Furthermore, the stress and mental strain resulting from a cancer diagnosis and its treatment can lead to psychiatric conditions like anxiety and depression, which in turn may lower testosterone levels, thus feeding into a cycle of psychological and hormonal imbalance.


Understanding Fertility and Cancer Treatment is important. Key Questions to Ask are as follows:

  1. Is there a possibility that the proposed cancer treatment could lead to infertility, or affect my ability to conceive or sustain a pregnancy in the future?
  2. Are there alternative cancer treatment options available that have a reduced risk of impacting fertility?
  3. What fertility preservation methods would be most suitable for my situation?
  4. Can you inform me about the fertility preservation services offered at this medical facility or at an external fertility clinic?
  5. Could you recommend a specialist in reproductive endocrinology for a more detailed discussion about my fertility options?
  6. Considering the type of treatment I will undergo, is it necessary to use condoms to protect my partner or preserve fertility?
  7. Is it advisable to use birth control methods during or after my cancer treatment?
  8. What is the likelihood of my fertility being restored post-treatment, and how long could this recovery process take?

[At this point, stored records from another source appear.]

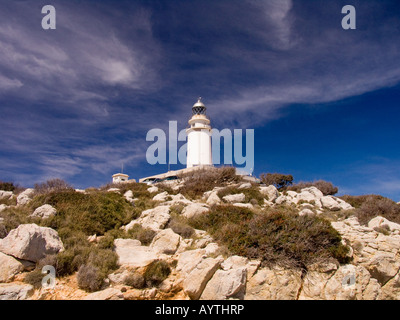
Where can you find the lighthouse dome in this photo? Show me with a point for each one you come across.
(199, 107)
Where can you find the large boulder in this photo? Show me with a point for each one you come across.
(196, 280)
(213, 199)
(161, 196)
(194, 210)
(234, 198)
(154, 219)
(9, 267)
(379, 222)
(228, 283)
(131, 253)
(25, 196)
(31, 242)
(166, 241)
(107, 294)
(11, 291)
(271, 192)
(274, 284)
(45, 211)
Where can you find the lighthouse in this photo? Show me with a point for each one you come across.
(199, 137)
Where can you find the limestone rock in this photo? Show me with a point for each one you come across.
(271, 192)
(244, 205)
(381, 221)
(31, 242)
(384, 267)
(9, 267)
(194, 210)
(152, 189)
(166, 241)
(5, 195)
(197, 279)
(246, 185)
(234, 198)
(155, 219)
(161, 196)
(329, 202)
(306, 212)
(107, 294)
(274, 284)
(25, 196)
(131, 253)
(11, 291)
(45, 211)
(213, 199)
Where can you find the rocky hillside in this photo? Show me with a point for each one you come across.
(212, 237)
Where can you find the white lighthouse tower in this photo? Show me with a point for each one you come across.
(199, 137)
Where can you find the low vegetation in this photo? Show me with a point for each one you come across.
(279, 180)
(197, 182)
(327, 188)
(371, 206)
(276, 236)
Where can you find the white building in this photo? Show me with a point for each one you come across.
(199, 137)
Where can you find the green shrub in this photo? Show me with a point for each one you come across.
(327, 188)
(7, 186)
(53, 185)
(144, 235)
(90, 278)
(156, 273)
(135, 280)
(93, 213)
(197, 182)
(180, 226)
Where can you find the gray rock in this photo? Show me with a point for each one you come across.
(234, 198)
(131, 253)
(194, 210)
(107, 294)
(197, 279)
(155, 219)
(5, 195)
(31, 242)
(25, 196)
(161, 196)
(9, 267)
(45, 211)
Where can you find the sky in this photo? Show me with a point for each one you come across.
(77, 102)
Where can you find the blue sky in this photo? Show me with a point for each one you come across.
(77, 102)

Fertility outcomes after treatment

If you still have your reproductive organs, you may be able to conceive after cancer treatment without medical assistance. However, about one in three women will experience one of the following physical issues. 

Acute Ovarian Failure

During treatment, and for some time afterwards, the ovaries often stop producing hormones because of the damage caused by the cancer treatment. This is known as acute or temporary ovarian failure. You will have occasional or no periods, and symptoms similar to menopause, before regular periods return.

If ovarian failure continues for several years, it is less likely that your ovaries will work normally again. 

Early Menopause

Menopause before the age of 40 is known as premature ovarian insufficiency (POI). This is when you stop having menstrual periods because egg numbers are very low. It may also be called early or premature menopause.

POI could occur immediately or many years after treatment, depending on your age, type of treatment and the dose of any drugs you received. If the ovaries are surgically removed or too many eggs are damaged during treatment, menopause is permanent.

While menopause means you won’t ovulate, it is still possible to carry a baby if you have a uterus and use stored eggs or donor eggs. A small number of women with POI (5–10%) have a chance of becoming pregnant naturally, because in some rare cases, a remaining egg may mature and be fertilised by a sperm.

Fertility Prospects Following Cancer Treatment

Post-cancer treatment, if your reproductive system remains intact, there’s a possibility of natural conception. Nonetheless, roughly one-third of women may face one of these physiological challenges :

Temporary Ovarian Failure

During and following cancer treatment, your ovaries might temporarily halt hormone production due to treatment-induced damage, a condition referred to as acute or temporary ovarian failure. During this phase, you might experience infrequent or absent menstrual cycles, alongside symptoms resembling menopause, until regular cycles resume.

If ovarian failure persists for an extended period, the likelihood of your ovaries resuming normal function diminishes.

Premature Ovarian Insufficiency (POI)

Experiencing menopause before 40 is termed premature ovarian insufficiency (POI), characterized by the cessation of menstrual periods due to a significant reduction in egg count. This condition, also known as early or premature menopause, can manifest immediately or several years post-treatment, influenced by factors such as your age, treatment type, and medication dosage. Permanent menopause occurs if ovaries are surgically removed or excessively damaged during treatment.

While menopause implies the absence of ovulation, pregnancy is still possible with a functional uterus, utilizing either stored or donor eggs. A minority of women with POI (5–10%) may conceive naturally, as occasionally, a remaining egg might mature and be fertilized.